You seed same number of cell into 96-well plates, treat with nanoparticles and incubate for 24-48 hours. Is it correct to observe more cell proliferation % with the 48 hour treated cells compared to the 24 hours. Treatment is the same.
It happened quite often also in my experiments when the concentration of the drug used is sublityc: only few cells die while the others keep proliferating. Probably you used an amount of nanoparticles not toxic to the cells so just a little part die while the rest will proliferate
I have a similar doubt.... I'm testing 3 different incubation times: 24h, 48h and 72h.
For 24h incubation, viability starts at 100% and maintain 100% even in higher concentrations, which means it has no toxicity effect on my cell.
For 48h incubation, viability starts and maintains at 60%. And, at 72% incubation starts at 20% and with the increasing of concentration the viability increases until 100% too. Can you explain me these results?

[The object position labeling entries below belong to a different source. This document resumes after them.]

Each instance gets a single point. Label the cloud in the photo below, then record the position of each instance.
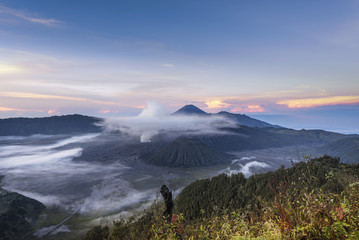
(248, 109)
(168, 65)
(46, 96)
(316, 102)
(6, 109)
(153, 120)
(216, 104)
(27, 17)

Hi Carolina, I would suggest at 24 h your material is still not taken up by the cells hence 100 % viability, confirmed as the viability is lowered with increase in incubation time (uptake of the material is observed after 48 h). The 72 h observation is a bit strange, viability increases to 100 % implying non-toxicity of the material.
@Rutu Patel its possible at 24 hrs the cells are not showing complete or full influence of the treatment. Yet at 48 hours the treatment effect is more pronounced, uptake into cells is attained compared to 24 hours. Trend looks good.